Le roman fonctionne selon le modèle de la complémentation, c’est-à-dire qu’il opte pour des choix qui ne relèvent pas de la logique mais bien de ce que l’esprit dicte à partir de ce qu’il perçoit. Le percept devient alors surpuissant, l’erreur s’érige en vérité, le plus invraisemblable acquiert une certaine forme de réalité. Ainsi, nous voyons ce que nous voulons voir, ce que nous nous attendons à voir dans une forme incomplète, nous comblons des vides par ce qui nous arrange. C’est le plaisir de l’erreur consciente. Le potentiel s’apparente au vrai. Le livre entreprend d’interroger ce processus, de déconstruire cette évidence, faisant se défaire en quelque sorte la réalité. Le monde s’effondre parce que la conscience qui le saisit se délite elle-même dans cette opération du sens qui ne repose que sur une vraisemblance. Le possible ne pouvant être le juste, le monde n’est plus qu’un labyrinthe de signes incompréhensibles qui offrent une multitude d’interprétations que le héros ne peut définitivement choisir. Il est empêtré dans le doute, incapable de se saisir de la réalité, de lui donner une forme qui lui permette de (re)vivre normalement. Galchen construit son roman sur cette infinité interprétative, sur l’instabilité du réel plutôt que sur lesfaits. Cela donne un livre éprouvant, teinté d’un humour à la causticité jouissive, qui nous plonge dans le trouble profond d’un être qui ne sait plus rien, se départ de la rationalité et choisit, presque délibérément, la connivence avec ce qui n’est pas, ne peut pas être.

Perturbations atmosphériques est un roman de l’erreur. Pourtant, le doute persiste, et c’est l’aventure de leur interprétation qui occupe tout le livre, donnant les clefs d’un esprit qui s’égare. Les signes que la réalité sème sans cesse laissent se profiler tous les possibles, toutes les aberrations.Tout est possible parce que toutes les erreurs sont en germe, rien n’est impossible puisque l’esprit dé-sensé, double, peut tout envisager comme vrai. Galchen fait de l’espace littéraire le lieu même de tous les potentiels, elle ouvre le roman à l’infinité du sens, le libère en quelque sorte de la lecture rendue elle-même impossible puisqu’illimitée.

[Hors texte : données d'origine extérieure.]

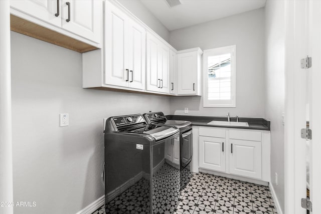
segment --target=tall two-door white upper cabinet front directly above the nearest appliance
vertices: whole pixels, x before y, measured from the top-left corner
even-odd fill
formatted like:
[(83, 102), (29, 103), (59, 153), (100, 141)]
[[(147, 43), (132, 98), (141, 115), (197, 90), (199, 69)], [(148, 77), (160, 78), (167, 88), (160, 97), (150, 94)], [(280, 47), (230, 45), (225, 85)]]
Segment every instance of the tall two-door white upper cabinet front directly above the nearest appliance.
[(145, 88), (145, 29), (105, 2), (105, 84)]

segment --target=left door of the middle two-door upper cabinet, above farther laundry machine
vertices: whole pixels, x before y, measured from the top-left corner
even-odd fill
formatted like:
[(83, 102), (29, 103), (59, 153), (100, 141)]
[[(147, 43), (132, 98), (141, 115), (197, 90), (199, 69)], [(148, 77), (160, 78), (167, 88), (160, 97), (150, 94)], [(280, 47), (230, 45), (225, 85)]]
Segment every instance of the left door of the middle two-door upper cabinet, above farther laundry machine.
[(146, 89), (159, 91), (161, 79), (158, 78), (158, 43), (157, 38), (146, 35)]

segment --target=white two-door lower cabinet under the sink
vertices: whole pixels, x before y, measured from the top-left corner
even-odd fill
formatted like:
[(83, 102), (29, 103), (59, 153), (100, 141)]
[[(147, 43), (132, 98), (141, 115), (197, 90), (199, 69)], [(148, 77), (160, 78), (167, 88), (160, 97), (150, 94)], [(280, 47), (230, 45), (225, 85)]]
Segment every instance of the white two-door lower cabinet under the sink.
[(270, 133), (199, 128), (199, 168), (270, 181)]

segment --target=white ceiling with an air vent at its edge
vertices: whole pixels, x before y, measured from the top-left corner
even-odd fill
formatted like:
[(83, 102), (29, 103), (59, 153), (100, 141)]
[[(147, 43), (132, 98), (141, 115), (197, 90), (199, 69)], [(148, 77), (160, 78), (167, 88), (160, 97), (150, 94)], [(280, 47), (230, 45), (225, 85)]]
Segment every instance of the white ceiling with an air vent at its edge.
[(263, 8), (266, 0), (180, 0), (170, 8), (165, 0), (140, 0), (170, 30)]

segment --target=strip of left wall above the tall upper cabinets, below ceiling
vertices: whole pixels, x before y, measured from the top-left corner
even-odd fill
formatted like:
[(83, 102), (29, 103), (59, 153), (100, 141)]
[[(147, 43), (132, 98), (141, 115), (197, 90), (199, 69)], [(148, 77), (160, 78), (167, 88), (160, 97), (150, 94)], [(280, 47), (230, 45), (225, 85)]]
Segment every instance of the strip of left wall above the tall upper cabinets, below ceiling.
[(118, 0), (118, 2), (164, 40), (170, 41), (170, 31), (139, 0)]

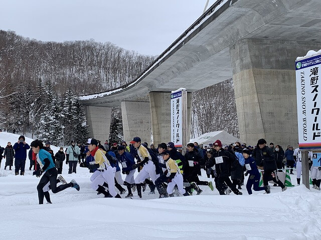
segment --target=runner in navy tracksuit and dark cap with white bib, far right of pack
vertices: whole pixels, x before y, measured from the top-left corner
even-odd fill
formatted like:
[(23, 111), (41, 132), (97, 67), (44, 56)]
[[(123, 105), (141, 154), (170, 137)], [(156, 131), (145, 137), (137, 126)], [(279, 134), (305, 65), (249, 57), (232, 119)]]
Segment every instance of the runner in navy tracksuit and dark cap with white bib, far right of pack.
[(245, 167), (246, 167), (246, 172), (245, 176), (249, 175), (249, 178), (247, 179), (246, 182), (246, 189), (247, 192), (252, 194), (252, 186), (254, 191), (262, 191), (262, 190), (269, 190), (270, 186), (267, 185), (266, 187), (264, 186), (259, 186), (260, 183), (260, 172), (257, 169), (256, 161), (253, 157), (250, 156), (251, 150), (248, 148), (244, 148), (242, 151), (242, 154), (245, 158)]

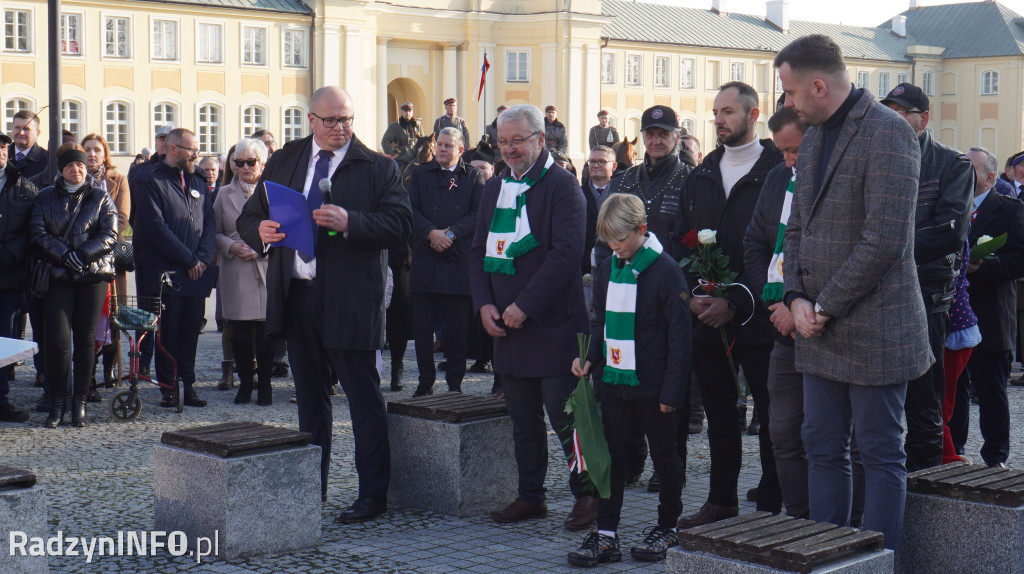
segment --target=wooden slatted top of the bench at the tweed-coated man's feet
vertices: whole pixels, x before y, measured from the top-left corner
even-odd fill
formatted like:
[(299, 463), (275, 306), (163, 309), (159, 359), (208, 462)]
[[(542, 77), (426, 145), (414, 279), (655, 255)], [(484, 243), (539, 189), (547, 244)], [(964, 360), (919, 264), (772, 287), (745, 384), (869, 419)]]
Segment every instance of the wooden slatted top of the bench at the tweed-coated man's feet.
[(686, 550), (809, 573), (826, 561), (864, 550), (882, 550), (882, 533), (752, 513), (679, 531)]

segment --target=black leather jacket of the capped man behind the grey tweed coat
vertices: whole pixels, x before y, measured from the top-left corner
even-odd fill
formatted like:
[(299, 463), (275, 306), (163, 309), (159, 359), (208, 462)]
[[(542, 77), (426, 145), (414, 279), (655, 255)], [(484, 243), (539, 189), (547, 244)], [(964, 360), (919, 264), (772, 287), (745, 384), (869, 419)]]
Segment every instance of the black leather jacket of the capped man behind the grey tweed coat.
[(966, 156), (926, 131), (921, 142), (921, 180), (914, 212), (913, 259), (932, 312), (949, 308), (956, 291), (961, 251), (974, 212), (974, 167)]

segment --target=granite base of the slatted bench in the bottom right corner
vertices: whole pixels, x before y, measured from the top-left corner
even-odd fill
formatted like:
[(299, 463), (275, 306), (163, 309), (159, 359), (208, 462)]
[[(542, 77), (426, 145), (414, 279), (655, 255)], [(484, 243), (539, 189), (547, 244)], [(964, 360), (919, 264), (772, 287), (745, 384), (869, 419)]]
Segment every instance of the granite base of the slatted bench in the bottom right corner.
[(1024, 506), (907, 492), (896, 572), (1024, 573)]

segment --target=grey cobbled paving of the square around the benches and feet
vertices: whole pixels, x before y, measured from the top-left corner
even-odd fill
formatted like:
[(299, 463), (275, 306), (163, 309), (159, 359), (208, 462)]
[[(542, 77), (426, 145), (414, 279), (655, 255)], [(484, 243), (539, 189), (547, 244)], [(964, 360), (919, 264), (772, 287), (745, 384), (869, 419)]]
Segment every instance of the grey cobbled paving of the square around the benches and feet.
[[(200, 396), (210, 402), (205, 408), (174, 409), (159, 406), (156, 388), (143, 388), (142, 412), (134, 423), (114, 422), (109, 411), (113, 391), (103, 390), (103, 403), (90, 403), (89, 426), (57, 430), (42, 427), (45, 414), (33, 412), (28, 423), (0, 425), (0, 465), (30, 469), (46, 489), (49, 502), (50, 535), (116, 536), (118, 531), (153, 528), (153, 455), (154, 445), (164, 432), (229, 421), (254, 421), (292, 429), (298, 428), (296, 406), (289, 402), (291, 379), (274, 379), (274, 403), (260, 407), (255, 403), (236, 405), (232, 392), (217, 391), (220, 377), (220, 334), (213, 329), (212, 299), (208, 305), (210, 327), (200, 338), (198, 383)], [(438, 359), (440, 356), (438, 355)], [(412, 345), (406, 355), (406, 388), (393, 393), (388, 389), (389, 358), (385, 351), (384, 397), (406, 398), (416, 387), (416, 362)], [(97, 369), (98, 372), (98, 369)], [(1015, 369), (1015, 376), (1019, 370)], [(35, 404), (41, 390), (32, 386), (34, 370), (17, 367), (12, 383), (11, 401), (22, 407)], [(492, 376), (468, 373), (463, 389), (467, 393), (486, 394)], [(443, 382), (437, 388), (443, 389)], [(1011, 387), (1013, 449), (1019, 448), (1022, 430), (1017, 412), (1024, 406), (1024, 389)], [(392, 506), (386, 515), (360, 525), (340, 525), (335, 516), (356, 494), (352, 467), (352, 437), (348, 405), (344, 397), (335, 397), (334, 458), (328, 489), (328, 501), (322, 512), (323, 542), (314, 549), (238, 561), (213, 561), (197, 564), (187, 557), (98, 557), (86, 564), (83, 557), (51, 557), (50, 572), (373, 572), (373, 573), (447, 573), (447, 572), (571, 572), (565, 555), (583, 539), (583, 533), (567, 532), (562, 527), (572, 505), (566, 487), (565, 462), (554, 433), (549, 432), (551, 466), (547, 486), (547, 518), (521, 524), (499, 525), (485, 516), (459, 519), (443, 515)], [(392, 440), (397, 440), (392, 437)], [(688, 483), (683, 490), (684, 514), (695, 512), (708, 493), (710, 467), (706, 434), (691, 435), (687, 467)], [(972, 411), (972, 435), (968, 454), (980, 460), (977, 430), (977, 406)], [(1016, 463), (1016, 452), (1010, 465)], [(623, 509), (620, 539), (624, 560), (601, 566), (608, 572), (664, 572), (664, 564), (633, 561), (628, 548), (642, 538), (642, 530), (654, 524), (657, 494), (648, 493), (646, 479), (650, 461), (640, 484), (629, 486)], [(760, 476), (757, 437), (743, 435), (743, 470), (739, 479), (740, 513), (754, 511), (743, 500), (746, 490)], [(429, 477), (424, 477), (429, 480)], [(254, 504), (260, 501), (254, 499)], [(6, 533), (5, 533), (6, 535)]]

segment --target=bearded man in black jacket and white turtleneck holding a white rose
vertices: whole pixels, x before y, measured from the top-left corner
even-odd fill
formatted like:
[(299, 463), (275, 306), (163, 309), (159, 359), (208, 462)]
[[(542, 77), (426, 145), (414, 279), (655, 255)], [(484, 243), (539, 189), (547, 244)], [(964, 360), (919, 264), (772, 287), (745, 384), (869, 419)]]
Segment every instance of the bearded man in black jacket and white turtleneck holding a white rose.
[[(752, 284), (743, 265), (743, 236), (751, 223), (765, 176), (781, 161), (781, 153), (770, 139), (759, 140), (754, 131), (760, 115), (758, 95), (742, 82), (722, 86), (715, 98), (715, 127), (722, 142), (715, 151), (686, 177), (680, 196), (680, 217), (675, 237), (690, 230), (717, 231), (717, 244), (729, 258), (729, 268), (737, 273), (735, 282)], [(677, 238), (676, 241), (679, 239)], [(691, 250), (684, 247), (684, 253)], [(687, 267), (687, 283), (698, 279)], [(768, 312), (757, 306), (751, 294), (739, 286), (722, 297), (693, 297), (690, 310), (694, 324), (693, 370), (708, 413), (708, 440), (711, 447), (711, 488), (708, 502), (696, 514), (683, 517), (680, 528), (693, 528), (738, 513), (737, 481), (742, 456), (740, 423), (734, 373), (726, 359), (720, 329), (725, 327), (736, 367), (743, 374), (754, 396), (762, 425), (768, 424), (768, 363), (775, 329)], [(771, 438), (759, 435), (761, 443), (761, 482), (758, 485), (758, 510), (778, 513), (782, 495), (775, 472)]]

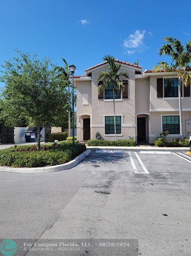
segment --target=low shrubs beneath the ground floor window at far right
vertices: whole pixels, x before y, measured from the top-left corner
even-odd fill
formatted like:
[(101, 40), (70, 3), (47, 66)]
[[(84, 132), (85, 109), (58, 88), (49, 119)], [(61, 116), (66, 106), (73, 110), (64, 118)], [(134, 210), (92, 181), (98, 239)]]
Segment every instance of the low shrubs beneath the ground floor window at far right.
[(171, 139), (170, 142), (167, 142), (163, 138), (158, 138), (154, 140), (154, 145), (156, 147), (189, 147), (189, 140), (184, 139), (184, 141), (181, 141), (177, 138)]

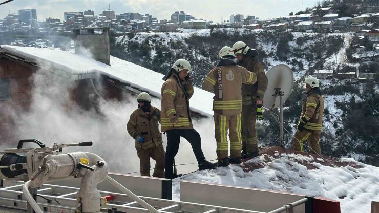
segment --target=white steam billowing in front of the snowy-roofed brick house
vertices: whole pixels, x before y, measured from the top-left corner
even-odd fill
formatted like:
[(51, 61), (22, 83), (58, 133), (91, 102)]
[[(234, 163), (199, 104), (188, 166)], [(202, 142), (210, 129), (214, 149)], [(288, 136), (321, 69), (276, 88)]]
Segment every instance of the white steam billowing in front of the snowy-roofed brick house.
[[(110, 172), (139, 171), (135, 142), (126, 130), (130, 114), (137, 109), (135, 96), (124, 97), (121, 102), (97, 100), (102, 113), (99, 115), (94, 110), (83, 110), (72, 101), (70, 91), (76, 88), (77, 81), (41, 70), (37, 71), (30, 81), (33, 84), (30, 110), (14, 110), (11, 113), (16, 124), (16, 141), (37, 139), (47, 146), (53, 143), (93, 141), (93, 146), (70, 147), (64, 149), (64, 153), (95, 153), (107, 161)], [(152, 105), (160, 108), (161, 102), (159, 99), (153, 99)], [(202, 148), (207, 160), (216, 159), (213, 119), (194, 120), (194, 127), (201, 135)], [(165, 135), (162, 135), (162, 138), (165, 147), (167, 138)], [(197, 169), (191, 145), (183, 138), (175, 160), (176, 164), (195, 163), (177, 166), (178, 173), (188, 173)], [(155, 162), (151, 162), (151, 167), (154, 168)]]

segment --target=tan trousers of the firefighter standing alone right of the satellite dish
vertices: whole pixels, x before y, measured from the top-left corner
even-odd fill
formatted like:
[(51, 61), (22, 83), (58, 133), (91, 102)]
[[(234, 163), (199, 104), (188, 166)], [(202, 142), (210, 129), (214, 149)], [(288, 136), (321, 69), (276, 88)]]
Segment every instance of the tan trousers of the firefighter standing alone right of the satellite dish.
[(304, 152), (303, 142), (307, 141), (309, 146), (309, 151), (311, 153), (317, 153), (321, 155), (320, 148), (320, 133), (321, 130), (306, 130), (304, 129), (302, 132), (299, 130), (292, 137), (292, 147), (294, 150), (299, 150)]

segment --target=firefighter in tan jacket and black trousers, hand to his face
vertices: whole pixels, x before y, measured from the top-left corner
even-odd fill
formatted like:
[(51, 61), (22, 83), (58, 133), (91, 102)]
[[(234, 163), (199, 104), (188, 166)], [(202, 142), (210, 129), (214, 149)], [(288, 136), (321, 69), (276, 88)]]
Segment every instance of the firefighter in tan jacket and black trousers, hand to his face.
[(162, 95), (162, 132), (167, 133), (167, 147), (165, 154), (165, 177), (174, 179), (177, 175), (173, 171), (175, 155), (179, 150), (180, 137), (191, 143), (192, 150), (198, 162), (199, 170), (213, 169), (217, 163), (205, 160), (201, 150), (201, 138), (192, 126), (189, 99), (194, 94), (192, 79), (188, 75), (191, 65), (185, 59), (175, 61), (169, 73), (164, 76)]

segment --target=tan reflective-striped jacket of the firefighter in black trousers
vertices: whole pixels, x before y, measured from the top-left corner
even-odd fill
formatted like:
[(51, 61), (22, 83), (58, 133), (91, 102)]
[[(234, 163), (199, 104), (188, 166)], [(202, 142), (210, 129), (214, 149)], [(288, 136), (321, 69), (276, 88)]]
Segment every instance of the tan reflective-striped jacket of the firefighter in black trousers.
[[(180, 81), (173, 73), (163, 83), (162, 95), (162, 123), (161, 131), (172, 129), (193, 129), (191, 113), (189, 111), (189, 98), (194, 94), (192, 80)], [(173, 119), (178, 123), (174, 124)]]

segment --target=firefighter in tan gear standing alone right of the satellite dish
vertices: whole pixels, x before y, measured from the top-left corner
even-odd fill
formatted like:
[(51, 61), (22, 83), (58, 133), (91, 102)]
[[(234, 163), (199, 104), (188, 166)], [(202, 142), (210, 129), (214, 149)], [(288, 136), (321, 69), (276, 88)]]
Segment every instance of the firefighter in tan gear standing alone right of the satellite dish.
[(321, 96), (319, 80), (314, 77), (305, 79), (306, 96), (303, 99), (300, 121), (297, 131), (292, 137), (294, 150), (303, 150), (303, 142), (307, 141), (311, 153), (321, 155), (320, 133), (324, 114), (324, 98)]

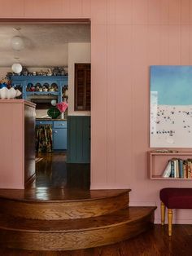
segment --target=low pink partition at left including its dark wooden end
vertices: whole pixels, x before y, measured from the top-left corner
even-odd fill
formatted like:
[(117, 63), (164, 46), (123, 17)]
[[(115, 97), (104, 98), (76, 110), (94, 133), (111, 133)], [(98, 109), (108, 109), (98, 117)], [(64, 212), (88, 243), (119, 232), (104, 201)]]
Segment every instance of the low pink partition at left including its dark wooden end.
[(0, 111), (0, 188), (24, 189), (35, 174), (35, 104), (0, 99)]

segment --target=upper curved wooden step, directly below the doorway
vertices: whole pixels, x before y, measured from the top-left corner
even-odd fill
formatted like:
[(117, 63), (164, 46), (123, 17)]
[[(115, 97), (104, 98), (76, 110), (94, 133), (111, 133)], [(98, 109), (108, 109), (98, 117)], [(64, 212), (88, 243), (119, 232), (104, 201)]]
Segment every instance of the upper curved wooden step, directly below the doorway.
[(129, 206), (127, 190), (0, 190), (0, 212), (20, 218), (59, 220), (110, 214)]

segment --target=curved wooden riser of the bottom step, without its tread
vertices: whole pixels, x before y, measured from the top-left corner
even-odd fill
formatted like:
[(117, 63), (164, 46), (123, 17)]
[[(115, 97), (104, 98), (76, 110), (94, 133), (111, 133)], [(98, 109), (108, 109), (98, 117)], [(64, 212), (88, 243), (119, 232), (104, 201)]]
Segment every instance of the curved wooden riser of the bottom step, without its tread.
[(0, 245), (15, 249), (72, 250), (110, 245), (145, 232), (154, 221), (151, 214), (131, 223), (80, 232), (24, 232), (0, 229)]

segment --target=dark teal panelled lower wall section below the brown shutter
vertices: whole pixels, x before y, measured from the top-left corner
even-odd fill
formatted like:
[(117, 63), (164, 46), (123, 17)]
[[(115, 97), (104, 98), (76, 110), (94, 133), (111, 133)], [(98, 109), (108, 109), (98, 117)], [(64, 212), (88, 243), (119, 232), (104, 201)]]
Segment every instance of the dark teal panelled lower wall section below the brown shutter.
[(90, 162), (90, 117), (68, 116), (68, 163)]

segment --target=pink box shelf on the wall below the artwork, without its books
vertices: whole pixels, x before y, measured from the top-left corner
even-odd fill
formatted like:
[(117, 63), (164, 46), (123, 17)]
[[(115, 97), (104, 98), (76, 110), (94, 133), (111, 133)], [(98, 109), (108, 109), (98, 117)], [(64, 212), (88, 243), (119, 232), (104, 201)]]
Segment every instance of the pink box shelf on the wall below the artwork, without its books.
[[(168, 161), (172, 159), (181, 159), (182, 161), (191, 160), (192, 152), (155, 152), (150, 151), (148, 153), (148, 170), (150, 179), (166, 179), (166, 180), (192, 180), (192, 178), (165, 178), (162, 175), (164, 170), (168, 166)], [(192, 169), (192, 166), (191, 166)], [(191, 170), (192, 171), (192, 170)], [(191, 176), (190, 176), (191, 177)]]

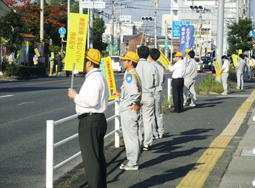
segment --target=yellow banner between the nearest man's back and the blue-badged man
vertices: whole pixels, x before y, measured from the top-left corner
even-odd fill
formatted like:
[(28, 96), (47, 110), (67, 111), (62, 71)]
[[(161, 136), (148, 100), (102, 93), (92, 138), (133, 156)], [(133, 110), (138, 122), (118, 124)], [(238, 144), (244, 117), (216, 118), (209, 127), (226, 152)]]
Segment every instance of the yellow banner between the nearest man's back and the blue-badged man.
[(116, 92), (115, 78), (112, 70), (112, 59), (111, 57), (105, 57), (101, 59), (99, 67), (102, 75), (105, 77), (108, 85), (109, 97), (108, 100), (116, 99), (117, 96), (112, 96), (112, 92)]

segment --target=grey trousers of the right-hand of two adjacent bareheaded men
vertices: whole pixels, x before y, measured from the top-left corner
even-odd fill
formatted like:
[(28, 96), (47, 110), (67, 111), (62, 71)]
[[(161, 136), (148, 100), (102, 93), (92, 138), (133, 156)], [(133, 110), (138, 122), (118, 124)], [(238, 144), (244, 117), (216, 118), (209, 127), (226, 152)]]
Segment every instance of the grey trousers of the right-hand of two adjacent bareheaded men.
[(161, 92), (154, 95), (155, 100), (155, 123), (153, 124), (153, 135), (163, 136), (164, 134), (164, 122), (161, 106)]

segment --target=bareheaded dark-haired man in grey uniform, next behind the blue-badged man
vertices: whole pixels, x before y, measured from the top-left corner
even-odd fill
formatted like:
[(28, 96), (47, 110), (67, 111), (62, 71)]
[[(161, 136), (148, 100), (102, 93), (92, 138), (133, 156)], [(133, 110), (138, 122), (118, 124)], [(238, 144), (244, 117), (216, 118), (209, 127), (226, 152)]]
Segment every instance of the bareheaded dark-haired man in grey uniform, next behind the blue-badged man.
[[(149, 56), (149, 48), (141, 46), (138, 48), (140, 61), (136, 67), (136, 72), (142, 81), (142, 101), (141, 101), (141, 118), (139, 119), (139, 139), (143, 144), (143, 150), (148, 151), (152, 145), (153, 133), (152, 127), (155, 123), (154, 115), (154, 93), (158, 86), (158, 70), (146, 59)], [(142, 126), (143, 125), (143, 126)], [(142, 137), (144, 133), (144, 139)], [(143, 141), (143, 143), (142, 143)]]

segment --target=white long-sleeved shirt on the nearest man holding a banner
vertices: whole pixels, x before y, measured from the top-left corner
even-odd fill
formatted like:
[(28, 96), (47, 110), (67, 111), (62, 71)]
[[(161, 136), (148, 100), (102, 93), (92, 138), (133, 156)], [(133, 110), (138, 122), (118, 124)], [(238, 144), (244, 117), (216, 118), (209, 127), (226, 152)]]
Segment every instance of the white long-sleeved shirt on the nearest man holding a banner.
[(94, 68), (86, 74), (79, 94), (74, 98), (76, 113), (103, 113), (107, 109), (108, 85), (99, 69)]

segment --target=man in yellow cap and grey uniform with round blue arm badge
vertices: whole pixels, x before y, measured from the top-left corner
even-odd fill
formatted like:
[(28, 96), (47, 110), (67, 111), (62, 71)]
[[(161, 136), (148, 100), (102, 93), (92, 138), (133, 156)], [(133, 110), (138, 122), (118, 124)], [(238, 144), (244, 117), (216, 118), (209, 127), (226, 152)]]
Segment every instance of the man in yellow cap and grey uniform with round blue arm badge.
[(120, 166), (121, 170), (138, 170), (140, 157), (140, 142), (138, 135), (139, 106), (141, 99), (141, 80), (135, 68), (139, 57), (135, 52), (128, 51), (124, 57), (124, 74), (121, 93), (113, 92), (113, 96), (120, 98), (120, 119), (128, 163)]

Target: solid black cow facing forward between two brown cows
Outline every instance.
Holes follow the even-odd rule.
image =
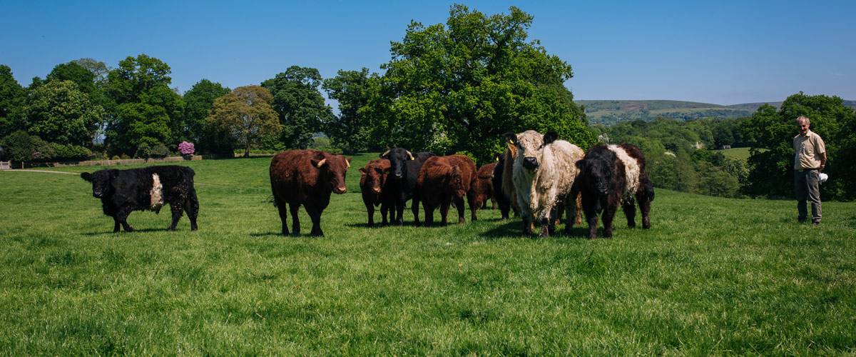
[[[389,187],[389,193],[395,197],[395,219],[393,220],[395,224],[404,224],[404,205],[407,199],[413,199],[410,203],[413,223],[419,225],[419,193],[416,192],[416,180],[419,178],[419,169],[422,168],[422,164],[432,156],[434,154],[431,152],[418,152],[414,156],[413,153],[401,147],[380,155],[381,158],[389,160],[390,164],[387,187]]]

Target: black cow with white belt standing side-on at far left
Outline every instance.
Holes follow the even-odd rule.
[[[113,232],[119,226],[133,231],[128,224],[131,211],[152,210],[160,212],[169,204],[172,223],[169,230],[181,219],[182,211],[190,218],[190,230],[196,230],[199,215],[199,200],[193,188],[193,169],[185,166],[149,166],[131,170],[98,170],[92,174],[84,172],[80,177],[92,182],[92,196],[101,199],[104,214],[113,217]]]

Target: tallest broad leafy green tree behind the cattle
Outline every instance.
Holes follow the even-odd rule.
[[[502,151],[502,134],[537,129],[590,146],[594,135],[564,86],[571,66],[528,38],[531,25],[515,7],[484,15],[460,4],[445,24],[411,22],[366,110],[383,144],[487,160]]]

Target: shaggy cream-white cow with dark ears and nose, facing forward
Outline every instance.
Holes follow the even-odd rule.
[[[555,227],[557,205],[567,205],[576,212],[576,196],[571,187],[577,176],[574,164],[585,155],[580,147],[565,140],[556,140],[556,133],[546,135],[529,130],[521,134],[508,134],[507,139],[517,146],[514,160],[514,192],[525,234],[532,234],[533,223],[542,223],[541,235],[550,235]],[[568,214],[566,231],[573,225],[575,214]]]

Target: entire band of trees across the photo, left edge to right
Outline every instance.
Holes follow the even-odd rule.
[[[556,131],[587,149],[630,142],[642,148],[657,187],[726,197],[789,197],[796,116],[811,117],[827,140],[823,194],[856,198],[854,112],[841,98],[789,97],[751,117],[589,125],[565,81],[574,72],[527,30],[532,15],[511,7],[485,15],[455,4],[445,23],[412,21],[389,46],[381,73],[290,66],[261,83],[230,89],[199,80],[172,88],[166,62],[140,54],[110,67],[83,58],[21,86],[0,65],[0,146],[15,161],[160,157],[181,141],[200,153],[324,146],[346,153],[402,146],[463,153],[484,164],[502,152],[502,134]],[[338,114],[324,94],[338,102]],[[319,134],[327,138],[319,137]],[[710,148],[752,147],[743,162]]]

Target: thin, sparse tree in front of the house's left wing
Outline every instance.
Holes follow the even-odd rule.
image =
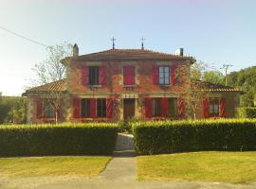
[[[56,44],[55,46],[47,47],[47,50],[48,58],[43,62],[36,64],[32,69],[37,76],[35,79],[32,79],[32,83],[34,84],[42,85],[61,80],[66,77],[65,67],[64,64],[61,63],[61,60],[63,60],[65,57],[71,56],[72,44]],[[57,124],[58,114],[60,112],[64,94],[63,92],[46,92],[44,96],[53,109],[55,123]]]

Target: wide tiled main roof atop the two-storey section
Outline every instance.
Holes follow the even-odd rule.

Le livre se fait l’espace global, l’endroit où tout se joue : la science, l’identité, l’altérité, l’amour. Et tout devient alors jeu, comme si la conscience n’était qu’un énorme Rubik’s Cube où toutes les combinaisons sont possibles.

Ce marivaudage entre pensée scientifique et complications sentimentales, ce duel entre la conception du savoir et l’aléatoire de l’émotion, la logique et les possibles, transforme un roman d’amour en aventure du sens et vice et versa. Le tour de force de Rivka Galchen est de faire tout en même temps et de dissimuler sans fin l’un derrière l’autre, offrant ainsi un objet littéraire non identifié. Le sentiment, l’affection, s’interprètent selon le degré de perturbation entre l’esprit et la réalité, le plus commun se dissimule derrière le plus savant, le quotidien derrière l’exceptionnel. C’est une longue chaîne qu’il est presque impossible de démêler et qui nous confronte à l’impossibilité de fixer le sentiment, de le circonscrire et le comprendre vraiment. Nous sommes confrontés au grand mystère, à l’irrationnel, à ce qui nous défait. Pourtant, comme saisi au milieu du discours incohérent de Leo, l’écrivain semble choisir en disant que « c’est l’amour qui est au centre de tout ».

1. Il serait trop long d’énumérer la multitude d’œuvres qui, en particulier depuis le Romantisme allemand, s’inquiètent de cette figure. Citons celles d’Hoffmann, Dostoïevski, Maupassant, Stevenson, Conrad, Borges ou encore Murakami.